Aligning gradient-based importances. Selvaraju et al. [niwt] proposed an approach to learn a mapping between gradient-based importances of individual neurons within a deep network (from [gradcam_ijcv]) and class-specific domain knowledge from humans in order to learn classifiers for novel classes. In contrast, we align gradient-based importances to human attention maps to improve network grounding.

3 Preliminaries

While our approach is general-purpose and model agnostic, in this work we take the recent Bottom-up Top-down architecture [anderson_2017] as our base model. A number of works [xu2015show, fang2015captions, you2016image, wu2016encode, lu2017knowing, yang2016stacked, Lu2016] use Top-down attention mechanisms to help fine-grained and multi-stage reasoning, which is shown to be very important for vision and language tasks. Anderson et al. [anderson_2017] propose a variant of the traditional attention mechanism, where instead of attending over convolutional features they show that attending over objects and other salient image regions gives significant improvements in VQA and captioning performance. We briefly describe this architecture below, see [anderson_2017] for full details.

Bottom-Up Top-Down Attention for VQA. As shown in left half of Fig. 2, given an image, the Bottom-up Top-down (UpDown) attention model takes as input up to k image features, each encoding a salient image region. These regions and their features are proposals extracted from Faster-RCNN [girshick2015fast]. The question is encoded using a GRU [cho2014learning] and a soft-attention over each of the k proposal features is computed using the question embedding. The final pooled attention feature is combined with the question feature using a few fully-connected layers which predict the answer.

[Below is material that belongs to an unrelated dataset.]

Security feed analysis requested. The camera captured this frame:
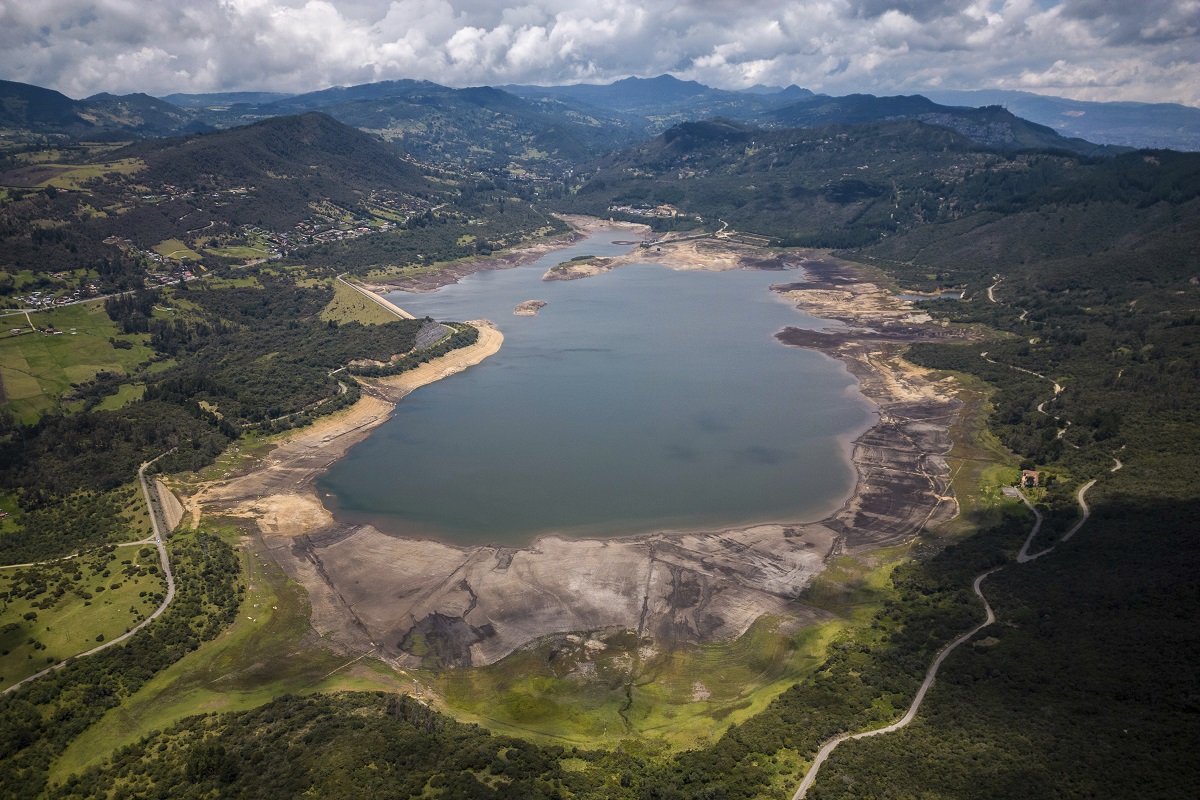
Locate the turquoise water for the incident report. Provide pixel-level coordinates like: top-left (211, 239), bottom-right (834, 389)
top-left (318, 231), bottom-right (875, 545)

Bottom-Up Top-Down Attention for Image Captioning. The image captioning model consists of two Long Short-Term Memory (LSTM) networks – an attention LSTM and a language LSTM. The first LSTM layer is a top-down visual attention model whose input at each time step consists of the previous hidden state of the language LSTM, concatenated with the mean-pooled bottom-up proposal features (similar to above) and an encoding of the previously generated word. The output of the attention LSTM does a soft attention over the proposal features. The second LSTM is a language generation LSTM that takes as input the attended features concatenated with the output of the attention LSTM. The language LSTM provides a distribution over the vocabulary of words for the next time step.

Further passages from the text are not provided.